Les sushis sont devenus un symbole de la restauration rapide haut de gamme, une délicatesse culinaire accessible à toutes les bourses. L'étudiant à la maîtrise en anthropologie Nicolas Rutherford expose, à travers ses recherches, les enjeux complexes de l’industrie des sushis et souligne quelques faits étonnants de ce secteur.

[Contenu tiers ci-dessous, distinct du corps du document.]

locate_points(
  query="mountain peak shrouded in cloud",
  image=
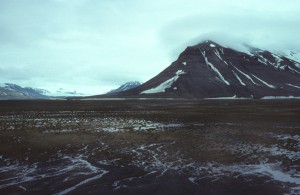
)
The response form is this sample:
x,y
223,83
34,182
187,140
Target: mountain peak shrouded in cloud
x,y
52,42
210,70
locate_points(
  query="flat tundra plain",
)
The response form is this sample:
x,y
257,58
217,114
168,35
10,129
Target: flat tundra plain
x,y
150,147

Poisson modifié aux agrumes dans les sushis
Selon Rutherford, des chercheurs spécialisés dans l’alimentation hautement concurrentielle, comme celle de la restauration des sushis au Japon, sont constamment à la recherche de nouveaux moyens pour attirer la clientèle. Récemment, une méthode prometteuse vient d’être mise en place pour modifier le goût et l'odeur du poisson utilisé dans la fabrication de sushis. Le procédé est simple : il suffit d’introduire de nouveaux aliments à la nourriture des poissons. Par exemple, on perçoit maintenant une saveur très prononcée d’agrume aux sushis à base de flétan et de sériole à queue jaune. Cela s’explique par une accumulation de limonène dans les organes et les tissus adipeux des poissons, résultant précisément par l’ajout d'agrumes (oranges, citrons ou kabosu, un petit agrume japonais) au régime alimentaire des poissons provenant de l'aquaculture. Ces produits à base de poissons modifiés gagnent en popularité au Japon, incitant ainsi l'industrie alimentaire à tester différents types de procédés afin de créer de nouvelles saveurs de sushis. Jusqu’ici, de nombreux produits ont été testés, en allant des agrumes aux herbes, jusqu’aux fraises!

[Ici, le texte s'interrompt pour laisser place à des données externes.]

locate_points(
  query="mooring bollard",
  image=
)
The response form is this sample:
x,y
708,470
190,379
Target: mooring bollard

La Norvège introduit le saumon dans les sushis
Les motivations commerciales ont, elles aussi, transformé les habitudes alimentaires des adeptes de sushis. Il y a 30 ans à peine au Japon, le saumon était rarement utilisé dans la fabrication de sushis. De manière générale, les Japonais avaient un dégoût vis-à-vis le saumon cru, notamment son goût, son odeur et même sa couleur. De plus, le saumon sauvage originaire des eaux japonaises est habituellement porteur de parasites et doit être cuit afin que sa consommation ne présente aucun danger. Qui plus est, toutes tentatives d'importation de saumon semblaient vouées à l'échec, car le poisson avait mauvaise réputation parmi le grand public. Cependant, tout est amené à changer dans les années soixante-dix, lorsque la Norvège connait un essor important dans l’industrie de l'aquaculture. Devant les surplus de saumon, l'entrepreneur norvégien Bjorn Eirik Olsen est convaincu qu'il peut l’exporter ailleurs et est déterminé à pénétrer le marché japonais. Après plusieurs années, Olsen arrive enfin à convaincre le fournisseur d’aliments surgelés Nishirei de devenir la première entreprise japonaise à offrir des sushis produits avec du saumon norvégien. Sceptique au départ, le public est vite séduit par le goût de beurre du saumon. Aujourd'hui, le saumon est devenu un aliment incontournable au Japon, dont 100% du saumon utilisé pour les sushis est importé. Une étude récente démontre même que le saumon a maintenant largement dépassé le thon en tant que sushi préféré des consommateurs.
Nicolas Rutherford
En ce moment, Nicolas Rutherford entreprend sa maîtrise en anthropologie à l’École d'études sociologiques et anthropologiques de la Faculté des sciences sociales de l'Université d'Ottawa. Il est aussi l’un des coordonnateurs du Humanimalab, un groupe de recherche qui s’intéresse à cette nouvelle époque géologique, environnementale, politique et culturelle dans laquelle notre planète entrerait aujourd’hui de plain-pied. Cette époque, les experts l’ont baptisée Anthropocène, en référence à l’humain (anthropos, en grec) dont on dit qu’il serait à l’origine de changements climatiques et environnementaux puissants.